Sooooo I was talking to my friend, Mike, about Thanksgiving.
Casually I mentioned I was contemplating tonight’s blog post.
I told him I could either do a post like every other blogger on the planet today…aka what to wear to dinner, what to bring to dinner, happy Thanksgiving dear reader post, OR I could talk about the actual dinner itself.
He told me I had to talk about family dynamic…& his advice was golden. Laugh out loud, weirdest, coolest advice kind of golden.
Mike said, quote on quote:
Family dynamics at Thanksgiving:
HOW TO DEAL WITH THE:
TALKER— they monopolize your time by telling you EVERYTHING they have done since they saw you.
HONEY DO-ER, or HEYYY SWEETIE— they turn you into their personal assistant. Soon enough you’ll be dicing onions for stuffing. Fun times when all you want to do is relax.
THE TED-TALKER— they need a microphone to lecture you about what you need to do. From the dangers of too much plastic, over exercising, what lipstick color suits your skin tone, or how you should vote.
( GUYS I AM THE TED-TALKER, PLZ DONT SHOOT ME BECAUSE AFTER A GLASS & A HALF OF CHAMPAGNE I’M FUN ).
Then Mike gave the following advice:
Family dynamics Thanksgiving part 2.
Loving your family who might bug you a little takes a plan of action:
Bring a small gift for as many people as you can.
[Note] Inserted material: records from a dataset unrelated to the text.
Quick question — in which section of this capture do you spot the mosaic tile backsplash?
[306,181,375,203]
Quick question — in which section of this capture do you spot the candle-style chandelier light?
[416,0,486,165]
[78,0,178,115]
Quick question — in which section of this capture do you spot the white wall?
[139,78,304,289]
Go to a health food store & find gifts under $5 like–
+ Aromatherapy scents
+ Natural soap
+ A sample moisturizer
+ Exotic olives
…ANYTHING to bring an instant smile to your encounter. Keep it inexpensive but unique.
Give out your gifts quickly….
& THEN FIND THE QUIETEST PERSON IN THE ROOM.
( They usually are the smartest ).
Get a drink for them, find a quiet corner, & have them tell you about the milestones in their life: college, best job, best vacation….just get them talking!!!
You’ve kept your sanity, & soon it’s time to eat and you’re not overwhelmed or worn out from your very ‘loving’ family!!!!
AKA PASS THE WINE, THX.
Gotta love family dynamic…Mike may have picked this shit up from a book? I don’t know. But it’s funny as hell & fits in real nice on The Skinny Confidential.
Anything else to add to Mike’s list guys? Add away! Lol.